Analysis for the ejector used as expansion valve in vapor compression refrigeration cycle

• The mixing pressure was determined by using the optimization method.
• Whether the entrained flow would be choked at outlet of suction nozzle was studied.
• Whether a condensation shock would happen at the end of mixing chamber was studied.
• System performance at off-design condition is close to that with optimum ejector.
• No condensation shock happens before the mixed flow flows into the diffuser.

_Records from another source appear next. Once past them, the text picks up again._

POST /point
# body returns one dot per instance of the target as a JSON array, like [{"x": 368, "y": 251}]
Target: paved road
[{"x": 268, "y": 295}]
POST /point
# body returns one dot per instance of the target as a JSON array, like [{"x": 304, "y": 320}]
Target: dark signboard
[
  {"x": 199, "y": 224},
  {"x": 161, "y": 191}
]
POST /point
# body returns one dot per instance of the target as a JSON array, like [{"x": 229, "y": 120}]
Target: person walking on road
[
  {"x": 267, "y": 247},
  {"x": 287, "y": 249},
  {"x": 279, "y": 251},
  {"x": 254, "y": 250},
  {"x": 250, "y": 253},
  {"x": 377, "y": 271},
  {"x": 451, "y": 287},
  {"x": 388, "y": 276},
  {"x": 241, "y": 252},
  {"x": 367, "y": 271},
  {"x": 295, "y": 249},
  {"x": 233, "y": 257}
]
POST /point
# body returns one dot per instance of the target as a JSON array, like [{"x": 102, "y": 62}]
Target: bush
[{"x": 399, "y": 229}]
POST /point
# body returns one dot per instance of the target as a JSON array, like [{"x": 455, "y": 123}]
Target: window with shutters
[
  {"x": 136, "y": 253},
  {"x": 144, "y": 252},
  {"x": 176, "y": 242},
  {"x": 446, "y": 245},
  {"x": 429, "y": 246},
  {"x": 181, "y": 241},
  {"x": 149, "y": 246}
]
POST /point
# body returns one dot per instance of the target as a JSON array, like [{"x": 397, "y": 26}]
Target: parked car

An ejector was used in a compression refrigeration cycle for improving its efficiency. A constant-pressure mixing model was adopted to simulate the ejector. Whether or not the entrained flow would be choked at the outlet of the suction nozzle and whether or not a condensation shock would happen at the end of the mixing chamber were both considered. The effect of the mixing pressure on the performances of the ejector and the hybrid system was evaluated. The mixing pressure was finally determined by using the optimization method. The performances of the ejector and the hybrid system at different operating conditions were studied. Lastly, the performances of the ejector with fixed geometry and the corresponding hybrid system at off-design operating conditions were also theoretically studied. The results indicate that the optimum ejector mixing pressure is a little lower than the entrained fluid's pressure, but far larger than its critical pressure. No condensation shock happens before it flows into the diffuser. The theoretical performances of the hybrid compression refrigeration system with fixed geometry ejector at off-design conditions are very close to that with the optimum geometry ejector.